Para os produtores, o trabalho oferecido pelo Laboratório de Grãos da Universidade Federal de Pelotas é de assessoria, principalmente para os profissionais da assistência técnica, para que tenham a formação mais atualizada possível para auxiliar os produtores. “Passou o tempo em que o produtor e a indústria viviam brigando um com o outro, achando que estavam dividindo espaço”.
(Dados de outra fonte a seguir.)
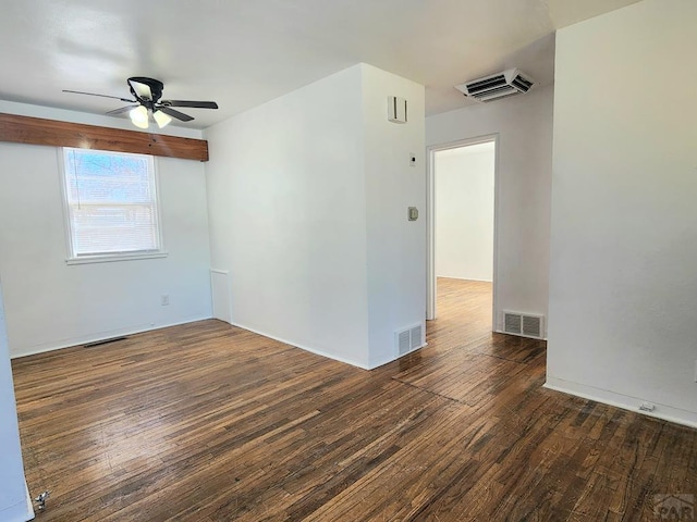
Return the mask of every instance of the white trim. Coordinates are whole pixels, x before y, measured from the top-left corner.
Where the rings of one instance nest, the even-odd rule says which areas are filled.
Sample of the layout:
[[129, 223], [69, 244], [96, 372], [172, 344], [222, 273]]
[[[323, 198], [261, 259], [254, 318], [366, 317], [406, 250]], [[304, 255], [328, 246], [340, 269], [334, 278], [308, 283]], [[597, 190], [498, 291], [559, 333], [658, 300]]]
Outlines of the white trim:
[[426, 319], [433, 320], [438, 315], [436, 310], [436, 152], [441, 150], [458, 149], [472, 145], [488, 144], [493, 141], [493, 281], [491, 330], [497, 331], [498, 302], [499, 302], [499, 133], [477, 136], [468, 139], [460, 139], [447, 144], [431, 145], [426, 148], [428, 161], [426, 163]]
[[81, 258], [68, 258], [65, 260], [65, 264], [88, 264], [88, 263], [111, 263], [113, 261], [133, 261], [136, 259], [158, 259], [158, 258], [167, 258], [169, 252], [157, 251], [157, 252], [127, 252], [127, 253], [115, 253], [109, 256], [83, 256]]
[[[156, 212], [156, 231], [157, 231], [157, 250], [148, 251], [129, 251], [113, 252], [103, 254], [83, 254], [76, 256], [73, 249], [73, 233], [70, 217], [70, 204], [68, 202], [68, 179], [65, 177], [65, 151], [77, 150], [75, 147], [57, 147], [58, 154], [58, 172], [61, 186], [62, 209], [63, 209], [63, 234], [65, 236], [65, 250], [68, 252], [66, 264], [85, 264], [85, 263], [103, 263], [110, 261], [131, 261], [134, 259], [152, 259], [164, 258], [168, 252], [164, 250], [164, 235], [162, 224], [162, 202], [160, 194], [160, 176], [159, 176], [159, 158], [149, 154], [136, 154], [131, 152], [114, 152], [110, 150], [94, 149], [94, 152], [103, 152], [105, 154], [124, 156], [124, 157], [142, 157], [148, 163], [148, 171], [152, 173], [149, 179], [151, 188], [155, 192], [155, 212]], [[149, 177], [149, 176], [148, 176]]]
[[[554, 391], [561, 391], [562, 394], [574, 395], [582, 399], [595, 400], [596, 402], [601, 402], [603, 405], [614, 406], [615, 408], [633, 411], [635, 413], [641, 413], [643, 415], [674, 422], [675, 424], [697, 427], [697, 412], [682, 410], [668, 405], [660, 405], [650, 399], [617, 394], [615, 391], [596, 388], [585, 384], [564, 381], [563, 378], [550, 377], [549, 375], [547, 376], [547, 383], [545, 383], [543, 387], [553, 389]], [[651, 402], [656, 406], [656, 409], [650, 412], [639, 410], [639, 405], [641, 402]]]
[[[260, 332], [260, 331], [255, 330], [255, 328], [250, 328], [250, 327], [245, 326], [245, 325], [240, 324], [240, 323], [230, 323], [230, 324], [232, 324], [233, 326], [236, 326], [239, 328], [252, 332], [253, 334], [257, 334], [257, 335], [260, 335], [262, 337], [268, 337], [269, 339], [273, 339], [273, 340], [278, 340], [279, 343], [283, 343], [284, 345], [288, 345], [289, 348], [298, 348], [301, 350], [309, 351], [310, 353], [315, 353], [316, 356], [321, 356], [321, 357], [326, 357], [327, 359], [332, 359], [332, 360], [338, 361], [338, 362], [343, 362], [344, 364], [350, 364], [352, 366], [359, 368], [360, 370], [371, 370], [371, 366], [366, 366], [365, 364], [360, 364], [360, 363], [358, 363], [356, 361], [352, 361], [352, 360], [343, 358], [343, 357], [338, 357], [338, 356], [334, 356], [332, 353], [327, 353], [326, 351], [318, 350], [317, 348], [310, 348], [308, 346], [298, 345], [297, 343], [293, 343], [293, 341], [284, 339], [282, 337], [277, 337], [274, 335], [266, 334], [264, 332]], [[390, 362], [390, 361], [387, 361], [387, 362]], [[372, 366], [372, 368], [377, 368], [377, 366]]]
[[145, 323], [145, 324], [126, 326], [124, 328], [111, 330], [107, 332], [95, 332], [93, 334], [88, 334], [81, 337], [71, 337], [68, 339], [60, 339], [54, 344], [42, 343], [40, 345], [35, 345], [33, 347], [29, 347], [26, 351], [22, 351], [20, 353], [10, 353], [10, 359], [35, 356], [37, 353], [46, 353], [47, 351], [61, 350], [63, 348], [73, 348], [76, 346], [86, 345], [88, 343], [97, 343], [99, 340], [110, 339], [111, 337], [136, 335], [136, 334], [142, 334], [144, 332], [151, 332], [154, 330], [168, 328], [170, 326], [179, 326], [180, 324], [195, 323], [196, 321], [207, 321], [209, 319], [213, 319], [213, 318], [192, 315], [189, 318], [184, 318], [184, 319], [172, 321], [169, 323], [161, 323], [161, 324]]

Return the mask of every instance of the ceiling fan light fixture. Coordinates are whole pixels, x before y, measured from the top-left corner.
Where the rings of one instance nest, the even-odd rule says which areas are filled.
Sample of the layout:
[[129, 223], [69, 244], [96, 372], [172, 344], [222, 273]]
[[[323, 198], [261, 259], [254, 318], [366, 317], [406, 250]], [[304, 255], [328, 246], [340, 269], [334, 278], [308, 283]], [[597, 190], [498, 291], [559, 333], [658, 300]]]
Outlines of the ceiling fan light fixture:
[[164, 128], [172, 121], [172, 119], [164, 114], [162, 111], [155, 111], [152, 113], [152, 117], [157, 122], [157, 126], [160, 128]]
[[131, 122], [138, 128], [148, 128], [149, 126], [148, 110], [143, 105], [129, 111], [129, 117], [131, 117]]

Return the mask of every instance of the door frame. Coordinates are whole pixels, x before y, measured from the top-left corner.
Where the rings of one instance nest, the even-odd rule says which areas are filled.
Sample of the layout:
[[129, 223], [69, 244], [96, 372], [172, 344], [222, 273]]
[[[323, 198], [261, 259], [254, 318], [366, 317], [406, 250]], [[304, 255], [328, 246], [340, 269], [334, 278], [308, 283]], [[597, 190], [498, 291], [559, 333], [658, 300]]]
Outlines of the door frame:
[[472, 145], [488, 144], [493, 141], [493, 277], [492, 277], [492, 310], [491, 330], [497, 331], [498, 310], [498, 274], [499, 274], [499, 134], [487, 134], [474, 138], [460, 139], [447, 144], [431, 145], [426, 148], [426, 320], [436, 319], [436, 152], [441, 150], [458, 149]]

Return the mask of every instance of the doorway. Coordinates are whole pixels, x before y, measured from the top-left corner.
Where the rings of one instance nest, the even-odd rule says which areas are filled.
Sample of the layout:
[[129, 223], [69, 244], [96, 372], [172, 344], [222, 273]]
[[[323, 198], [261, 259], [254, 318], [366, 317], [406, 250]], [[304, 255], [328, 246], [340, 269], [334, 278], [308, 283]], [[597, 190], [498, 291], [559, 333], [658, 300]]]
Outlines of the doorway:
[[428, 148], [427, 320], [438, 314], [440, 278], [449, 289], [490, 288], [496, 330], [497, 149], [498, 135]]

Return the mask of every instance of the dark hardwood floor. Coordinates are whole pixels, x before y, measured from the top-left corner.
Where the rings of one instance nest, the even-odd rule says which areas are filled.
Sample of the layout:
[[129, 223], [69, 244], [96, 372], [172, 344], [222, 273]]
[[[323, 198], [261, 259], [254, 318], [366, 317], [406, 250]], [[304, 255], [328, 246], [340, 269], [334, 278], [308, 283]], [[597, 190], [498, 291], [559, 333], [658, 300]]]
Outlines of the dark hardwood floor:
[[694, 430], [542, 388], [490, 285], [367, 372], [218, 321], [13, 361], [39, 521], [652, 521]]

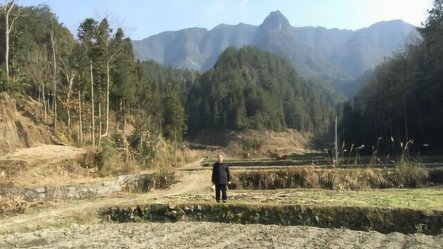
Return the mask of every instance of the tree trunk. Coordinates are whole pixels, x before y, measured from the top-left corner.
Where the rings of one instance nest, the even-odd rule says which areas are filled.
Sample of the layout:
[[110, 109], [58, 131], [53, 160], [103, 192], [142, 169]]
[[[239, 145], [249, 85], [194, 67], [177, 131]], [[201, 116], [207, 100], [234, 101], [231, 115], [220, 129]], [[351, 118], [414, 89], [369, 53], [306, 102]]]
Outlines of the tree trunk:
[[94, 129], [96, 125], [94, 123], [94, 82], [92, 75], [92, 59], [89, 60], [89, 70], [91, 73], [91, 133], [92, 133], [92, 145], [96, 146], [96, 133]]
[[74, 84], [75, 77], [75, 73], [73, 73], [71, 78], [69, 78], [69, 75], [66, 73], [66, 80], [68, 82], [69, 82], [69, 84], [68, 86], [68, 94], [66, 95], [66, 111], [68, 112], [68, 127], [69, 127], [69, 125], [71, 124], [71, 109], [69, 107], [69, 102], [71, 101], [71, 95], [72, 95], [72, 86]]
[[82, 126], [82, 100], [81, 91], [78, 89], [78, 140], [82, 143], [82, 138], [83, 136], [83, 127]]
[[106, 86], [106, 129], [103, 136], [108, 136], [109, 129], [109, 60], [106, 62], [106, 75], [107, 75], [107, 86]]
[[43, 120], [44, 122], [46, 122], [47, 111], [46, 111], [46, 101], [44, 99], [44, 83], [43, 83], [43, 80], [41, 82], [42, 82], [42, 97], [43, 98], [43, 109], [44, 109], [44, 116]]
[[[99, 88], [99, 92], [100, 92], [100, 88]], [[101, 98], [99, 97], [99, 100], [101, 99]], [[100, 136], [98, 136], [98, 142], [97, 142], [97, 148], [98, 148], [100, 147], [100, 142], [102, 142], [102, 102], [101, 101], [98, 101], [98, 133], [100, 134]]]
[[14, 1], [12, 0], [10, 3], [5, 3], [3, 9], [5, 12], [5, 21], [6, 21], [6, 30], [5, 30], [5, 43], [6, 43], [6, 49], [5, 49], [5, 67], [6, 69], [6, 79], [9, 80], [9, 35], [12, 29], [12, 26], [14, 26], [14, 22], [20, 17], [20, 10], [21, 8], [19, 8], [17, 16], [14, 17], [12, 21], [11, 21], [10, 24], [9, 24], [9, 14], [11, 10], [14, 8]]
[[55, 128], [57, 128], [57, 62], [55, 60], [55, 48], [54, 48], [54, 32], [51, 33], [51, 43], [53, 48], [53, 60], [54, 64], [54, 75], [53, 75], [53, 84], [54, 84], [54, 99], [53, 103], [54, 105], [54, 122], [53, 124], [53, 128], [54, 129], [54, 132], [55, 132]]

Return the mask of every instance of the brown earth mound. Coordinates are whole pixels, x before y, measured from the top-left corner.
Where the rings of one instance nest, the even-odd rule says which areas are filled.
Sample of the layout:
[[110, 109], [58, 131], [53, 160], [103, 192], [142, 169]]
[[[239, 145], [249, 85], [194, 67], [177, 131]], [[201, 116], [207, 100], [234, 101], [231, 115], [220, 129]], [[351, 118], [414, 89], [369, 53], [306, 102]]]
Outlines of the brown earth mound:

Sobre os desafios do setor, o analista diz que tem evoluído de forma gradual, mas com firmeza. Houve uma superação do distanciamento que havia entre a universidade e o profissional que saía desta. Este profissional hoje está abrindo espaço dentro das instituições. “A gente tem consolidado espaço, principalmente fortalecendo as instituições e entidades representativas. Os produtores, industriários, cerealistas na sua entidade de classe tem tido um grau de conscientização um pouco melhor e tem dado apoio para aquele seu porta-voz. Estamos ultrapassando aquela dependência de achar que o governo é que deve fazer tudo, na verdade o governo tem que estabelecer políticas que sirvam para a nação, mas o cidadão/profissional tem o seu compromisso. A lavoura de arroz, talvez porque tenha um sistema melhor organizado se mantém sempre próxima da área científica, tecnológica, operacional e dos produtores”, finaliza.
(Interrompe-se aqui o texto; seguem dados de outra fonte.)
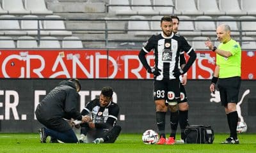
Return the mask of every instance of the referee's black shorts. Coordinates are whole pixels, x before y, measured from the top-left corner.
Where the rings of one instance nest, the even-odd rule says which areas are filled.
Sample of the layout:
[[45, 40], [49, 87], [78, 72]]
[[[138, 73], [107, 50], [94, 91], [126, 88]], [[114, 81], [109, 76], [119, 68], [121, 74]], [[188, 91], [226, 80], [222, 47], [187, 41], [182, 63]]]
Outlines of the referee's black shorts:
[[218, 87], [222, 106], [226, 106], [228, 103], [237, 103], [240, 85], [240, 76], [219, 78]]

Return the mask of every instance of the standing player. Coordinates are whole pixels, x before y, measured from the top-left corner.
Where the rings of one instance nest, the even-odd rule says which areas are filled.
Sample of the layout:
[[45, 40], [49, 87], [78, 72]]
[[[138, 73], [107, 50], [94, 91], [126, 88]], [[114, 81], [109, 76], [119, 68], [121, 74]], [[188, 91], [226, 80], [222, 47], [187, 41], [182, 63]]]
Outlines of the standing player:
[[222, 143], [238, 144], [236, 127], [238, 115], [236, 104], [241, 85], [241, 50], [239, 44], [230, 37], [230, 27], [222, 24], [217, 27], [218, 47], [214, 47], [209, 39], [205, 46], [216, 53], [216, 66], [210, 85], [214, 92], [217, 83], [220, 90], [221, 105], [225, 107], [230, 135]]
[[114, 143], [118, 136], [121, 127], [116, 123], [119, 106], [112, 101], [113, 93], [112, 88], [103, 87], [100, 98], [90, 101], [83, 109], [81, 113], [88, 120], [81, 124], [81, 143], [85, 142], [85, 136], [87, 143]]
[[[152, 36], [143, 47], [139, 58], [148, 73], [154, 74], [154, 100], [156, 104], [156, 122], [160, 140], [157, 144], [173, 144], [174, 140], [165, 136], [165, 115], [168, 106], [177, 105], [180, 101], [179, 76], [189, 69], [196, 55], [187, 41], [172, 33], [173, 24], [170, 16], [161, 20], [161, 34]], [[154, 50], [154, 67], [151, 68], [145, 55]], [[190, 57], [182, 69], [179, 68], [180, 50], [184, 50]]]
[[[173, 23], [173, 32], [176, 34], [178, 32], [180, 20], [177, 16], [171, 16], [171, 17]], [[181, 36], [179, 36], [182, 37]], [[184, 58], [184, 52], [182, 52], [181, 53], [182, 54], [180, 54], [180, 66], [182, 68], [186, 65], [186, 60]], [[181, 132], [181, 140], [180, 143], [184, 143], [184, 140], [185, 138], [184, 131], [186, 127], [188, 126], [188, 113], [189, 108], [187, 95], [184, 87], [184, 85], [187, 84], [187, 74], [185, 73], [184, 75], [180, 76], [180, 101], [178, 101], [178, 106], [177, 105], [169, 105], [169, 108], [171, 112], [170, 124], [172, 133], [170, 136], [175, 140], [176, 131], [179, 122]]]

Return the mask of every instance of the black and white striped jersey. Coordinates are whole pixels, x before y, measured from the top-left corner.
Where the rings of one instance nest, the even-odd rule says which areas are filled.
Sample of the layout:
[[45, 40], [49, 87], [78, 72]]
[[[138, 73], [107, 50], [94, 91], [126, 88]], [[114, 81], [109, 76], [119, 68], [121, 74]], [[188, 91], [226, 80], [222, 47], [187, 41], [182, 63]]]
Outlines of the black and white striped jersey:
[[119, 106], [113, 101], [106, 107], [101, 107], [99, 98], [88, 103], [81, 112], [82, 115], [90, 114], [94, 123], [108, 123], [115, 126], [119, 113]]
[[173, 69], [179, 68], [180, 54], [194, 52], [183, 36], [173, 33], [169, 37], [164, 36], [163, 32], [152, 36], [144, 44], [142, 50], [145, 54], [154, 50], [155, 67], [161, 71], [155, 78], [157, 80], [175, 79]]

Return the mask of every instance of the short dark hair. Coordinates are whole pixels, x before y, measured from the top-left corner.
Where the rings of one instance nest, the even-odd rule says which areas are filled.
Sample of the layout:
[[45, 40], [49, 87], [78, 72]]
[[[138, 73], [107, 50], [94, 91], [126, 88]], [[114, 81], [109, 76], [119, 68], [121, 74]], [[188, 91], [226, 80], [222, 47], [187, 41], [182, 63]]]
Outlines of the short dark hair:
[[113, 89], [109, 87], [103, 87], [101, 90], [101, 94], [105, 97], [112, 98], [113, 92]]
[[179, 22], [180, 22], [180, 19], [179, 18], [179, 17], [177, 16], [171, 15], [171, 18], [172, 18], [172, 19], [176, 18], [177, 20], [178, 20]]
[[70, 78], [70, 79], [68, 80], [68, 81], [74, 82], [75, 84], [75, 85], [76, 85], [76, 87], [77, 88], [79, 87], [79, 90], [78, 91], [81, 90], [81, 84], [80, 84], [79, 80], [78, 80], [78, 79], [77, 79], [77, 78]]
[[164, 16], [164, 17], [163, 17], [162, 18], [161, 18], [161, 23], [162, 23], [163, 21], [167, 21], [167, 22], [172, 22], [172, 18], [170, 16]]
Moacir Cardoso Elias possui graduação em Agronomia pela Universidade Federal de Pelotas (1972), graduação em Licenciatura em Química pela Universidade Federal de Pelotas (1975), mestrado em Tecnologia de Alimentos pela Universidade Estadual de Campinas (1978) e doutorado em Agronomia, área de Ciência e Tecnologia de Sementes pela Universidade Federal de Pelotas (1998). Atualmente é Professor Titular da Universidade Federal de Pelotas. Tem experiência na área de Ciência e Tecnologia de Alimentos, com ênfase em Secagem, Armazenamento, Industrialização e Qualidade de Grãos, atuando principalmente nos seguintes temas: secagem e armazenamento de grãos, industrialização de arroz, industrialização de grãos e derivados, qualidade de grãos, parboilização de arroz e agroindústria de alimentos. É Coordenador do Laboratório de Pós-Colheita, Industrialização e Qualidade de Grãos do Departamento de Ciência e Tecnologia Agroindustrial da Faculdade de Agronomia "Eliseu Maciel" e do Pólo de Inovação Tecnológica em Alimentos da Região Sul. É o Responsável Técnico pelo Selo de Qualidade da ABIAP (Associação Brasileira das Indústrias de Arroz Parboilizado).